We want to know though what God is doing in this world and what He's put us in the world to be and to do and Jesus helps us know that in this prayer that He prays. “As I have been sent into the world” — and here's a challenge for you. You go look at the gospels, especially the gospel of John, and see how many times Jesus refers to His Heavenly Father with these words — “Him who sent Me.” In other words, Jesus’ own self identity and the way He viewed His Father was, “He's the One who sent Me to do this work.” And then He says to you and me, “So I also send you,” so that our very identity is to be derived from the relationship that we have with Jesus Christ and the calling that He has given to us. We are missionaries and the mission field starts the minute you walk out of the gathering of God's people.

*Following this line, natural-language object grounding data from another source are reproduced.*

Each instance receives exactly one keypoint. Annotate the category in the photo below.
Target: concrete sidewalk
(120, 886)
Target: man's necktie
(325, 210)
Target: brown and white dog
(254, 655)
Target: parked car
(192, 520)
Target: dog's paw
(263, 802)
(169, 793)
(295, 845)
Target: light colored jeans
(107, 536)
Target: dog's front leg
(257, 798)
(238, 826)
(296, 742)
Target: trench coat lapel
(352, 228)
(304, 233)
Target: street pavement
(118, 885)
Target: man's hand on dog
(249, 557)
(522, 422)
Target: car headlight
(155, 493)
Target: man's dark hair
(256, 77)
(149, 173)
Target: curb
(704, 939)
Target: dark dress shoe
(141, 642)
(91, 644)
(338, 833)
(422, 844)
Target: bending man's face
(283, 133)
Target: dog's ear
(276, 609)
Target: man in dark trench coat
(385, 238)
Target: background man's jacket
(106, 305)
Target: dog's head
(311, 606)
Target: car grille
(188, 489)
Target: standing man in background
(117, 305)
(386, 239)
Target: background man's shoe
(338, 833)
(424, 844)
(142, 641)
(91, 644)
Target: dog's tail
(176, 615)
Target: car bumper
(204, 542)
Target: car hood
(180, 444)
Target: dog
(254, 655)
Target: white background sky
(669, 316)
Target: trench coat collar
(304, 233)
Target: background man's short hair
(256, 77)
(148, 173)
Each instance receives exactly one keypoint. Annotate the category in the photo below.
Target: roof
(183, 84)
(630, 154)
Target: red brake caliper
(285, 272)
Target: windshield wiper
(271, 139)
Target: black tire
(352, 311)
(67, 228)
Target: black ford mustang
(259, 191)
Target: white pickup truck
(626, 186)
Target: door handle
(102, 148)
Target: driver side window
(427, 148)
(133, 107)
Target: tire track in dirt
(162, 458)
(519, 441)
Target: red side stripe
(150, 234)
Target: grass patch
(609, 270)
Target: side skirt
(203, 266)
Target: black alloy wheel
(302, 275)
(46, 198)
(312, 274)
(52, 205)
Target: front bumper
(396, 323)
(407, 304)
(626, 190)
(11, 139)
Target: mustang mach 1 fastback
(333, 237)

And boy that's more apparent than it's ever been before, isn't it? If you had told me fifty years ago, fifty years ago that our executive and judicial branch wouldn't be able to define marriage I would have laughed in your face. This week I'd be begging somebody to put me in charge to let people know that marriage is between one man and one woman. Wouldn't you love to have that authority, to set that right in our culture? Well let me give you some news — you've been given more authority than that! You've been given the authority to go out and declare the good news of God to the ends of this earth that will bring people back into the blessing. It's only through Jesus Christ. That's what this Missions Conference is about. That's what we are. Jesus was sent to accomplish a mission. He did. We’re now sent to declare a message about His accomplishment of a mission. That's what we are. That's what we do. May the Lord grip our hearts with that.
Heavenly Father, we want to be and do what You've put us here to be and do and that will mean understanding what it meant when Your Son prayed that just as You sent Him He has also sent us. Help us understand that one thing this week better than we ever have. In Jesus' name, amen.

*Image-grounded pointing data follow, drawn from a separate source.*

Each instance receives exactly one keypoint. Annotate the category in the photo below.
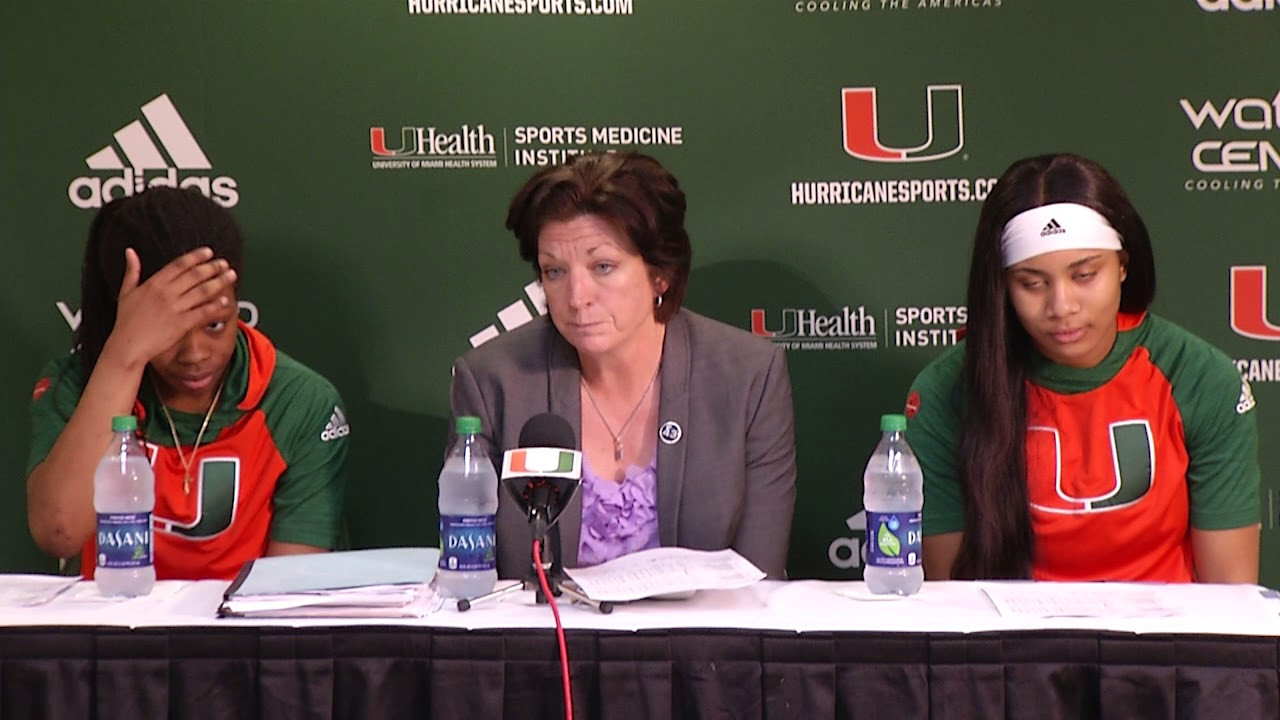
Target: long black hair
(991, 454)
(160, 224)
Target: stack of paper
(359, 583)
(664, 572)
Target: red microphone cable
(560, 629)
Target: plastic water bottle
(124, 495)
(892, 497)
(469, 500)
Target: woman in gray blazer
(685, 423)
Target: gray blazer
(728, 481)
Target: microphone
(544, 472)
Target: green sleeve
(309, 424)
(932, 433)
(1220, 425)
(54, 400)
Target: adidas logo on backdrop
(147, 165)
(337, 425)
(1054, 227)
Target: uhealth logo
(147, 165)
(945, 113)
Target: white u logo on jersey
(1133, 460)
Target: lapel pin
(670, 432)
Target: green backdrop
(369, 150)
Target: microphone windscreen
(547, 431)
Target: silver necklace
(617, 436)
(200, 436)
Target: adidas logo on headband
(1084, 229)
(1054, 227)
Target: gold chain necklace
(617, 436)
(200, 436)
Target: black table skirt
(398, 671)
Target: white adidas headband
(1061, 226)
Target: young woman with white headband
(1072, 434)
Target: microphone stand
(557, 580)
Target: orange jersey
(1121, 459)
(272, 465)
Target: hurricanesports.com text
(891, 191)
(520, 7)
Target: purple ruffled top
(618, 518)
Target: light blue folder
(319, 572)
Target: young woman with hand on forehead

Now if you take your hymnals and turn with me to 437, you’ll notice if you look down in the left-hand corner of the page that this hymn is a psalm. It's a song based on Psalm 67, which is the Old Testament missionary song. Let's sing it to God's praise.
The Lord Jesus has sent you into the world so that men and women and boys and girls from every tribe, tongue, people, and nation will not hear Him say, “Depart from Me, I never knew you,” but rather, “Grace, mercy, and peace from God your Father and your Lord Jesus, the Messiah.”